2. Conflicts in Human‑Annotated Data
Annotation disagreements are pervasive across both subjective tasks (sentiment analysis, hate‑speech detection) and seemingly objective tasks (natural language inference). The survey highlights that majority‑vote labeling can mask high‑disagreement examples, leading models to over‑confidently predict incorrect labels. Moreover, societal biases (race, gender, geography) embedded in annotations propagate unfair behavior in downstream models. Mitigation strategies discussed include multi‑label learning, modeling annotator uncertainty, fairness‑aware loss functions, and improving annotation guidelines to capture the nuance of human disagreement.

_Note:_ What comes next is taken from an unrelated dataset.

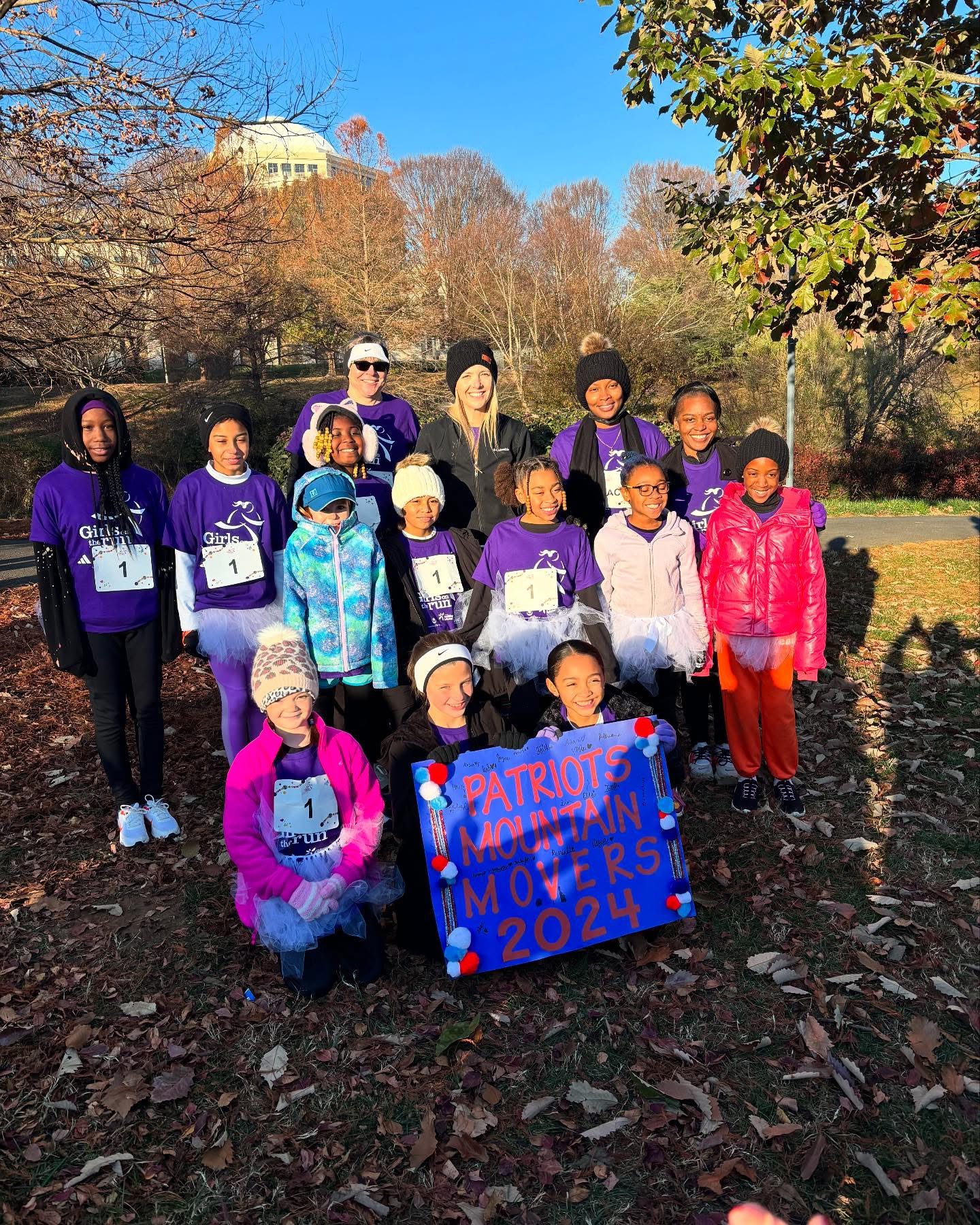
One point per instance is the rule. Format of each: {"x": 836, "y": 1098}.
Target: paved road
{"x": 853, "y": 532}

3. Conflicts in Model Interactions
When models are deployed, two major conflict types emerge: knowledge conflicts (between parametric memory and external context) and hallucinations (factual or contextual). Studies such as Longpre et al. (2021) demonstrate that LLMs often rely on memorized facts even when contradictory evidence is presented, leading to confirmation bias. Hallucinations degrade the performance of retrieval‑augmented generation (RAG) pipelines and can produce misinformation. The authors summarize countermeasures like separating parametric and contextual knowledge, retrieval‑augmentation, hallucination detection classifiers, and knowledge‑graph verification.

Taxonomy and Methodology
Figure 2 in the paper presents a taxonomy that maps each conflict type to its origins, implications, and mitigation techniques. The authors describe a systematic literature‑crawling method (seed papers, citation chaining, targeted database searches) to ensure coverage. Tables 1‑3 compile datasets, model architectures, and evaluation metrics for each conflict category.

Implications
Ignoring conflicts leads to degraded model accuracy, over‑confidence, cultural bias, and reduced user trust. For example, factual conflicts can cause a QA system to return contradictory answers, while opinion conflicts can result in biased summarization. Annotation conflicts can embed systemic inequities, and model‑interaction conflicts can generate harmful misinformation.

Future Directions
The survey outlines several research avenues: (a) automatic detection and quantification of conflicts across corpora; (b) conflict‑aware training objectives that explicitly model uncertainty and disagreement; (c) multi‑objective optimization balancing factual correctness, perspective diversity, and fairness; (d) human‑in‑the‑loop mechanisms where users can flag or resolve conflicts; and (e) expanding evaluation to multilingual and culturally diverse settings to mitigate Western‑centric bias.

In summary, the paper unifies disparate strands of conflict‑related research under a single framework, providing a valuable roadmap for building conflict‑aware NLP systems that can reason about, reconcile, and ultimately reduce the adverse effects of contradictory information in data, annotations, and model behavior.